DANCE HALL. 20th Century Fox, 1941. Carole Landis, Cesar Romero, William Henry, June Storey, J. Edward Bromberg, Charles Halton. Based on the novel The Giant Swing by W. R. Burnett (1932). Director: Irving Pichel.

   According to what I’ve been able to uncover so far, and you certainly may correct me if I’m wrong, The Giant Swing was a hard-boiled novel about a jazz musician try to make his way to the top. The page for the film on the AFI website says that “the studio purchased W. R. Burnett’s novel in 1932 and began preparing scripts for it from that time. Among the writers who over the years worked on the adaptation were: W. R. Burnett, Garrett Fort, Howard J. Green, Doris Anderson, Lester Cole, Winifred Willis, Kathryn Scola, Lamar Trotti, William A. Drake, Robert Yost, Sally Sandlin, Shepard Traube and Horace McCoy.”

   If my description of the book is correct, there were a lot of changes made in all that time and with all those hands working on it, I have a feeling that the end result may be a long way from its beginnings.

   There is a piano player in the movie, and he is trying to write his own music while his career is stuck while spending his nights in a 1940s dance hall. But his problems play only third or fourth fiddle (bad metaphor) to the love-hate romance between the womanizing manager of the club (Cesar Romero) and the beautiful new singer (Carole Landis), whom I believe does her own singing, and quite well, too.

   In spite of all their spats, Lily Brown sees something in the smooth-talking Duke McKay that I don’t see, but I imagine the ladies in the audience in 1941 may have felt the same way as she did, too. And at length, at just over 70 minutes of playing time, with each playing amusing tricks on the other, romance finds its way — and the piano player is on his way to New York with the song he has composed.

   I found this moderately entertaining, but not particularly funny.
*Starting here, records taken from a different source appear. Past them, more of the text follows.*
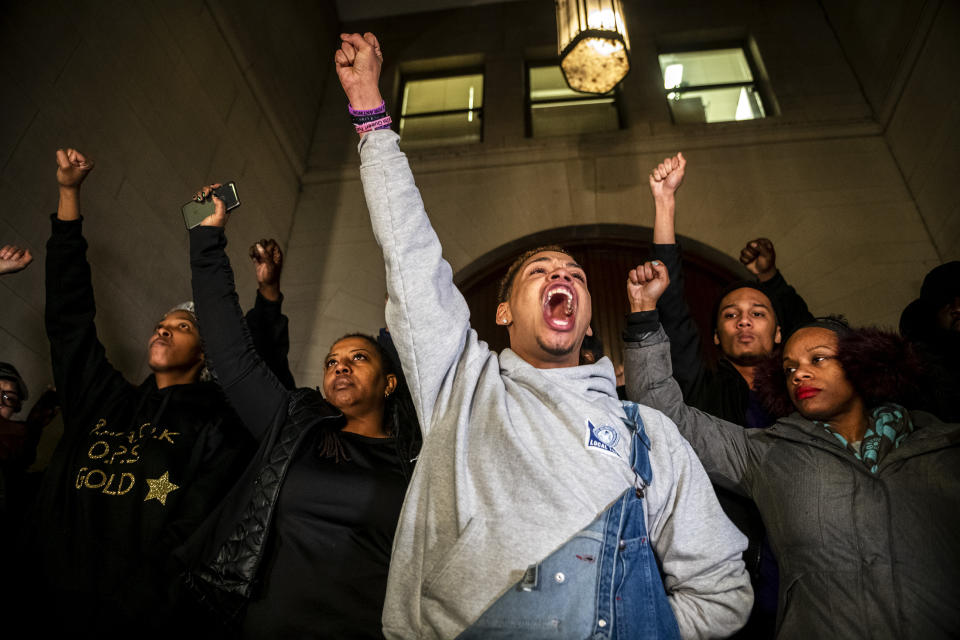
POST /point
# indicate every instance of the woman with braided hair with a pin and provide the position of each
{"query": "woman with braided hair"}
(858, 493)
(301, 546)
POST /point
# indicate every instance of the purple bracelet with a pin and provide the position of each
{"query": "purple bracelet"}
(382, 123)
(366, 112)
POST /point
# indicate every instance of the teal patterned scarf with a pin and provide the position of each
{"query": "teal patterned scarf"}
(889, 424)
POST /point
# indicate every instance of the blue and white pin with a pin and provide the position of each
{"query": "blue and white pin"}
(603, 438)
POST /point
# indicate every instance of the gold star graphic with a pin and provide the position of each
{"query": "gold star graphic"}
(160, 487)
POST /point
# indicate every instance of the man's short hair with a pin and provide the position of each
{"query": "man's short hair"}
(506, 284)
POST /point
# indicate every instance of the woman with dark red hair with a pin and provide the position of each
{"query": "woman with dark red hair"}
(859, 495)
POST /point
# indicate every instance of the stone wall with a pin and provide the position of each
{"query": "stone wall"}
(165, 96)
(818, 177)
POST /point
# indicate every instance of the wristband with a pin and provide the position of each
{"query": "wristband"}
(382, 123)
(382, 108)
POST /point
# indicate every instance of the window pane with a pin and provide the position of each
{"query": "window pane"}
(715, 105)
(695, 68)
(570, 118)
(453, 128)
(547, 83)
(443, 94)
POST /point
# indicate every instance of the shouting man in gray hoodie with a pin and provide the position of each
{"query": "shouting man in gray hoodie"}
(540, 506)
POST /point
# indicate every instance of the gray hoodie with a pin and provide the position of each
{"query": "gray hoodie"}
(508, 471)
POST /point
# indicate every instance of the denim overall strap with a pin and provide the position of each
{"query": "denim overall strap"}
(634, 594)
(602, 584)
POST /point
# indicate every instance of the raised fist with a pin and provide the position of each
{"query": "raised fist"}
(13, 259)
(667, 177)
(267, 260)
(358, 62)
(72, 168)
(646, 284)
(760, 259)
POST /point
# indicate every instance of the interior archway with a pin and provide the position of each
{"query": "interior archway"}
(607, 252)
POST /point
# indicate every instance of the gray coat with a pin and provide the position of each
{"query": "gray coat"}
(860, 555)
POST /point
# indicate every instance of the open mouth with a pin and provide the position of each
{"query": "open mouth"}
(804, 393)
(342, 383)
(560, 307)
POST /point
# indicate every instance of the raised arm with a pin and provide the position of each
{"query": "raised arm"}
(253, 390)
(760, 259)
(685, 350)
(699, 549)
(428, 317)
(81, 371)
(14, 259)
(726, 451)
(269, 328)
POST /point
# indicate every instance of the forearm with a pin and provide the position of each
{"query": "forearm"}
(69, 205)
(269, 329)
(677, 320)
(78, 358)
(790, 304)
(253, 390)
(722, 446)
(664, 221)
(428, 317)
(700, 552)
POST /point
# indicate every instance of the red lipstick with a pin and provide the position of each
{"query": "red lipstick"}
(806, 392)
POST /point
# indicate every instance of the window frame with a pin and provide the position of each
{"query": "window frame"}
(433, 75)
(759, 82)
(528, 101)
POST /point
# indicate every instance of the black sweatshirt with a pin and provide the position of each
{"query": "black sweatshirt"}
(137, 469)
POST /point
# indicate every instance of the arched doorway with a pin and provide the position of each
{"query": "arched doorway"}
(607, 252)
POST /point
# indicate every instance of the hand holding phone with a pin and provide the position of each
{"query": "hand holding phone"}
(201, 207)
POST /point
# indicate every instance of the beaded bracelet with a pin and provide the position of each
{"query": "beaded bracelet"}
(369, 118)
(382, 108)
(382, 123)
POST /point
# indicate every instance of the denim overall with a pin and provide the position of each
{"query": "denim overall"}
(602, 584)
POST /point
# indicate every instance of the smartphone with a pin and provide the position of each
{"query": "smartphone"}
(194, 212)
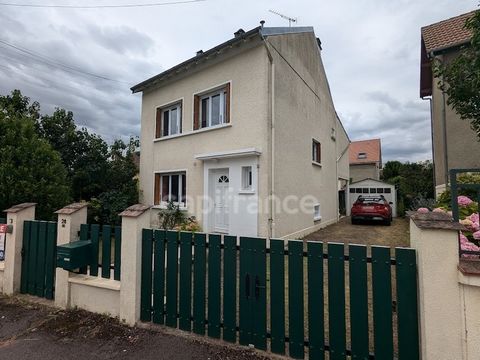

The concept of on-and-off romances like this is OK, but I found the aforementioned tricks they play on each other a little too mean-spirited for me, for lack of a better term. (She steals his car behind his back while he thinks he’s proposing to her, and through a ruse he locks up another would-be suitor in a closet while she waits for the fellow outside the club alone.)

   Carole Landis was only 22 when she made this film, and whatever charm the movie had for me, which was more than a little, most of it was because of her presence in it.